Tuesday, April 25, 2006

Bush Re-Invokes WMDs in Iraq

With his approval ratings continuing to fall, Bush again goes to the well of "national security" in a speech before the Orange County Business Council Monday, April 24, 2006, in Irvine, Calif.

Acknowledging that "It's real important for the President to pay attention to people, what's on their mind . . . ." Bush reminded us of what he's always thinking about:

I wish I could report to you that the war on terror was over. It's not. There is still an enemy that wants to do us harm. And the most important job of the President of the United States is to protect the American people from that harm. That's -- and I think about it all the time.

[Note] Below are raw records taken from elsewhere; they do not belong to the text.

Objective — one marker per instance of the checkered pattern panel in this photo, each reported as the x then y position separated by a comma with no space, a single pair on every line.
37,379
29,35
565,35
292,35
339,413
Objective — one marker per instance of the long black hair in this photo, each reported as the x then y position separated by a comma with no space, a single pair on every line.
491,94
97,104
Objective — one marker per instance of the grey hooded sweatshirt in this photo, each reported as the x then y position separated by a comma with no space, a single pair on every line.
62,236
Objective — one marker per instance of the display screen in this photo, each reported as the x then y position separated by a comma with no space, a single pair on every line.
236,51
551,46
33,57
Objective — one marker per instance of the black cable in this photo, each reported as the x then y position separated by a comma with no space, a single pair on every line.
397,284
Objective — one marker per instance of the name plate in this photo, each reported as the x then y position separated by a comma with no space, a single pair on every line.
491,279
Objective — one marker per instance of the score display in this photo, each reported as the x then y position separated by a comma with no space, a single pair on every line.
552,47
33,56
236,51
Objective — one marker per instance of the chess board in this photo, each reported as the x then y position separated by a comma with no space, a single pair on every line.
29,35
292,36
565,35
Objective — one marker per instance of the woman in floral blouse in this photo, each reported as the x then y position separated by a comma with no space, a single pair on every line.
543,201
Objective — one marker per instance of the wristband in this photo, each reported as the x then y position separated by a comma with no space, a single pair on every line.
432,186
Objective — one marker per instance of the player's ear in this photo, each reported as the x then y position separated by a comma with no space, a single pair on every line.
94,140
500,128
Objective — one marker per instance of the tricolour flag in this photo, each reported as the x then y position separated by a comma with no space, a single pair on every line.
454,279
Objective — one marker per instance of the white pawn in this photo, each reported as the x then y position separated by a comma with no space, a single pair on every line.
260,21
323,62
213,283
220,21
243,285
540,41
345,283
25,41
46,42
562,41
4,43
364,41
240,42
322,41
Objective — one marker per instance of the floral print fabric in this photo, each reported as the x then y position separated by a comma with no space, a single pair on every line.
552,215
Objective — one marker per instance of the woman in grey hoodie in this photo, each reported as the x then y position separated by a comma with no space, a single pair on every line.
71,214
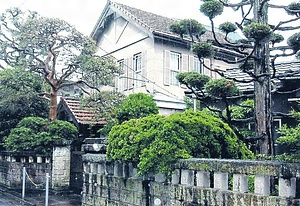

He naturally invokes 9/11, again, after reminding us he's the Decider:
As you know, well, I make a lot of decisions, and at the core of my decision-making when it comes to protecting America is the lessons learned from September the 11th, 2001. My job is to use the resources of the United States to prevent such an attack from happening again. And the first lesson of September the 11th, 2001 is that we face an enemy that had no regard for innocent life, an enemy which has hijacked a great religion to suit their political needs.

And once you've invoked 9/11, might as well go all the way:
Iraq has -- had weapons of mass destruction and has the knowledge as to how to produce weapons of mass destruction. And the confluence of a terrorist network with weapons of mass destruction is the biggest threat the United States of America faces.

Note the Freudian slip -- "Iraq has" weapons of mass destruction. And despite all those Iraqis we've killed or captured, the ones with "knowledge at to how to produce weapons of mass destruction" still elude us. After three years.

But wait! Bush has a strategy:
But it's very important for the American people to understand that they're trying to run us out of Iraq for a purpose. And the purpose is to be able to have safe haven from which to launch further attacks. And I understand it. And we've got a strategy in place to achieve victory.

And what might that strategy be, President Bush?
Yesterday I went over to Twentynine Palms -- I want to tell you something about the United States military. . . .And I told them, I told them they didn't have to worry about me. I believe we're going to win in Iraq. And a victory in Iraq will be a major blow to the totalitarian vision of bin Laden and his lieutenants -- a major blow. One, it will be a tactical blow. We'll deny them that which they want. But secondly, it will be a major blow because, in the long-term, the best way to defeat an ideology of hatred is with an ideology of hope.

Uh, yeah. But about that strategy?
I based a lot of my foreign policy decisions on some things that I think are true. One, I believe there's an Almighty, and secondly, I believe one of the great gifts of the Almighty is the desire in everybody's soul, regardless of what you look like or where you live, to be free. I believe liberty is universal. I believe people want to be free. And I know that democracies do not war with each other.

So your strategy to defeat Islamic extremists is to say God told you to go to war with them? To invade their country? And to do all this by lying to the people of the United States? How's that working for you?
You know, it's really important for people to be able to connect the concept of freedom to our security. And it's hard. It's hard, particularly in a day and age when every act of violence is put in your living room. And I know that. I fully understand the challenge I face as the Commander-in-Chief to describe to the American people why the sacrifice is worth it.

Yes, it IS hard to convince the American people to give up their civil liberties, to send their loved ones to die or be maimed, to allow their children and grandchildren to pay for a war based on lies. Maybe that's why your approval ratings are so low.

One other choice comment:
And the United States government, whether you agree with my policy or not, must stand by our troops. When they're in harm's way, they deserve the best pay, the best equipment, and the best possible support.

Which is why Bush has been unable to get armored equipment to the troops even after three years of war, why he has cut veteran's benefits, and why he hasn't attended a single funeral of a soldier killed in Iraq.

But remember -- 9/11 -- weapons of mass destruction -- everybody wants freedom -- support the troops -- it's hard.